First, we make sure that everyone will be able to see the R code, we set echo=“TRUE” for the whole document.
knitr:: opts_chunk$set(echo=TRUE, results = "asis")
url <- "https://d396qusza40orc.cloudfront.net/repdata%2Fdata%2Factivity.zip"
download.file(url,"activity.zip",mode="wb")
unzip("./activity.zip", exdir = getwd())
Activity <- read.csv("activity.csv")
ActivitybyDay <- aggregate(Activity$steps, by=list(Activity$date), FUN=sum, na.rm=TRUE)
names(ActivitybyDay) <- c("Date","Steps")
hist(ActivitybyDay$Steps, ylim =c(0,30), xlab="Steps", main="Histogram of the total number of steps taken each day")
mean <- round(mean(ActivitybyDay$Steps))
median <- median(ActivitybyDay$Steps)
The average steps taken per day is 9354. The median steps taken per day is 10395
library(ggplot2)
ActivitybyInterval <- aggregate(Activity$steps, by= list(Activity$interval), mean, na.rm=TRUE)
names(ActivitybyInterval) <- c("Interval","Steps")
g <- ggplot(ActivitybyInterval, aes(Interval,Steps)) + geom_line()+labs(title ="Average daily activity pattern" )
g
MaxInterval <- ActivitybyInterval$Interval[ActivitybyInterval$Steps==max(ActivitybyInterval$Steps)]
Interval 835 contains the maximum number of steps
NAs <- sum(is.na(Activity$steps))
The total number of missing values in the dataset is 2304
names(Activity) <- c("Steps","Date","Interval")
NewActivity <- merge(Activity,ActivitybyInterval,by="Interval")
names(NewActivity) <- c("Interval", "Steps", "Date","AverageSteps")
NewActivity$Steps[is.na(NewActivity$Steps)] <- NewActivity$AverageSteps[is.na(NewActivity$Steps)]
NewActivity <- NewActivity[,1:3]
NewActivitybyDate <- aggregate(NewActivity$Steps, by=list(NewActivity$Date), FUN=sum)

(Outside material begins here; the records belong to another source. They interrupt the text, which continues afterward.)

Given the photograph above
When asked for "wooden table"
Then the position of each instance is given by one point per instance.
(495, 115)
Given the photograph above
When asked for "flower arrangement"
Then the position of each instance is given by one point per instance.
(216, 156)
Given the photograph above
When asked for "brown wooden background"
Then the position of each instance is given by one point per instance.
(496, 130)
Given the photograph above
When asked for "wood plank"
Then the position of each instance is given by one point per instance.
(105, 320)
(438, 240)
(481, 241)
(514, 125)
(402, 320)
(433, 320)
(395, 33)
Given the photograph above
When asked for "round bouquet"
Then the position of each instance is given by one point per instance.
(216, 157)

names(NewActivitybyDate) <- c("Date","Steps")
hist(NewActivitybyDate$Steps, ylim=c(0,35), xlab = "Steps", main = "New Histogram of the Total number of steps taken each day")

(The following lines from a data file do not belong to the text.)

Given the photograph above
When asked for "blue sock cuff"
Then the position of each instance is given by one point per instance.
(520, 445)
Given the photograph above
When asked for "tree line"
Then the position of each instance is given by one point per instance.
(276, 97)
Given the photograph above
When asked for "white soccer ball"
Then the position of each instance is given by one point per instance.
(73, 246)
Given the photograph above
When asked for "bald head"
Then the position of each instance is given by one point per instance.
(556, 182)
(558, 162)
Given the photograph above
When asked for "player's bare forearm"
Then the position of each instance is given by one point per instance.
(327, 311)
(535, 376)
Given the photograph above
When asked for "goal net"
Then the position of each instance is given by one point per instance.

Newmean <- mean(NewActivitybyDate$Steps)
Newmedian <- median(NewActivitybyDate$Steps)
The new mean and meidan values are bigger than the mean and median values. Imputing missing data will increase the data of the total daily number of steps. The new mean is 1.076618910^{4}. The new median is 10395.
NewActivity$Date <- as.Date(NewActivity$Date)
NewActivity$DayofWeek <- weekdays(NewActivity$Date)
for (i in 1:nrow(NewActivity)){
if (NewActivity$DayofWeek[i] == "Sunday"){
NewActivity$DayofWeek[i] <- "Weekend"
}
else if(NewActivity$DayofWeek[i]=="Saturday"){
NewActivity$DayofWeek[i] <-"Weekend"
}
else{
NewActivity$DayofWeek[i] <- "Weekday"
}
}
weekend <- NewActivity[NewActivity$DayofWeek=="Weekend",]
weekday <- NewActivity[NewActivity$DayofWeek=="Weekday",]
weekend <- aggregate(weekend$Steps,list(weekend$Interval),FUN=mean)
weekday <- aggregate(weekday$Steps, list(weekday$Interval), FUN=mean)
names <- c("Interval", "Steps")
names(weekend) <- names
names(weekday) <- names
par(mfrow=c(2,1))
plot(weekend$Interval,weekend$Steps,type="l", xlab="Interval", ylab="Steps", main="Weekend")
plot(weekday$Interval,weekday$Steps,type="l", xlab="Interval", ylab="Steps", main="Weekday")